Dari hasil pemeriksaan intensif di lapangan, tim pengawas menemukan pelanggaran berat administratif yang membuat Disnakertrans Riau langsung mengambil keputusan ekstrem. Operasional lembaga pelatihan kerja swasta tersebut resmi dihentikan sementara waktu karena terbukti melanggar regulasi ketenagakerjaan yang berlaku.
Kepala Disnakertrans Riau, Roni Rakhmat, pada Kamis (18/6) mengungkapkan bahwa operasi senyap ini diluncurkan setelah pihaknya menerima laporan valid dari masyarakat.
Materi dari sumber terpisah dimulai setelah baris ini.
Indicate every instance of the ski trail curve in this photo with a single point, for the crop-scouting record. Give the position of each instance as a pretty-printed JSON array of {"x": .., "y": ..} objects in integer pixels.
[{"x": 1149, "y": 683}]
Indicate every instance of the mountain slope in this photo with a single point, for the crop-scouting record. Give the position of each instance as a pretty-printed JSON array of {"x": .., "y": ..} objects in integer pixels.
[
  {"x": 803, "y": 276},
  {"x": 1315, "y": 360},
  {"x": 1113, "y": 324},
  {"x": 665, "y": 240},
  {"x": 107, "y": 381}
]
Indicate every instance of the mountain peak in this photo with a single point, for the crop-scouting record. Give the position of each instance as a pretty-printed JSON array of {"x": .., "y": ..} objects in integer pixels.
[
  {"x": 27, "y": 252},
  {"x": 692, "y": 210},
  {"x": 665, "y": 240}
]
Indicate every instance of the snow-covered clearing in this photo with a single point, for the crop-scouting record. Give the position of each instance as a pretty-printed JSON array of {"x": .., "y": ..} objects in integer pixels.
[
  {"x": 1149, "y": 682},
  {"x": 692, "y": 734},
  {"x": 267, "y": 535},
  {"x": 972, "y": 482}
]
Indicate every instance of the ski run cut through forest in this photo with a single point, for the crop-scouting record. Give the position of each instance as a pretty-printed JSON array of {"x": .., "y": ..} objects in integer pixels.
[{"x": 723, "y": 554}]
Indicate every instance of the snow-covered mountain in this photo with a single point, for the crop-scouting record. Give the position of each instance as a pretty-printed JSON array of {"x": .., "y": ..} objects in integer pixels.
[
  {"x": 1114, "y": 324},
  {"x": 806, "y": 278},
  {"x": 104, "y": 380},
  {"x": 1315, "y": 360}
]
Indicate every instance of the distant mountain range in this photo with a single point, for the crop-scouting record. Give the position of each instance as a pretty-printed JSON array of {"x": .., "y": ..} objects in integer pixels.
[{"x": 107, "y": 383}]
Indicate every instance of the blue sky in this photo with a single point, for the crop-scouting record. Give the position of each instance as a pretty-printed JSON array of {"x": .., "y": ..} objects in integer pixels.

Warga mengeluhkan adanya aktivitas pelatihan kerja yang berjalan masif, padahal lembaga yang bersangkutan diduga kuat belum mengantongi dokumen perizinan resmi.
“Dari hasil pemeriksaan mendalam di lokasi, untuk persyaratan, izin, dan legalitas lainnya ternyata belum memenuhi persyaratan yang diwajibkan oleh negara. Karena alasan mendasar itulah, kami langsung menutup sementara seluruh operasional lembaga pelatihan tersebut,” tegas Roni Rakhmat.
Tidak hanya masalah perizinan, tim Disnakertrans Riau yang melakukan penyisiran menyeluruh di area LPK juga menemukan fakta mencengangkan lainnya. Petugas mendapati bahwa fasilitas penginapan atau asrama yang disediakan pihak pengelola bagi para peserta pelatihan dinilai sangat buruk dan jauh dari standar kelayakan huni yang manusiawi.
Roni memaparkan, berdasarkan data manifes dan dokumen internal perusahaan yang disita, lembaga ini ternyata sudah melancarkan aktivitas komersialnya dalam waktu yang cukup lama.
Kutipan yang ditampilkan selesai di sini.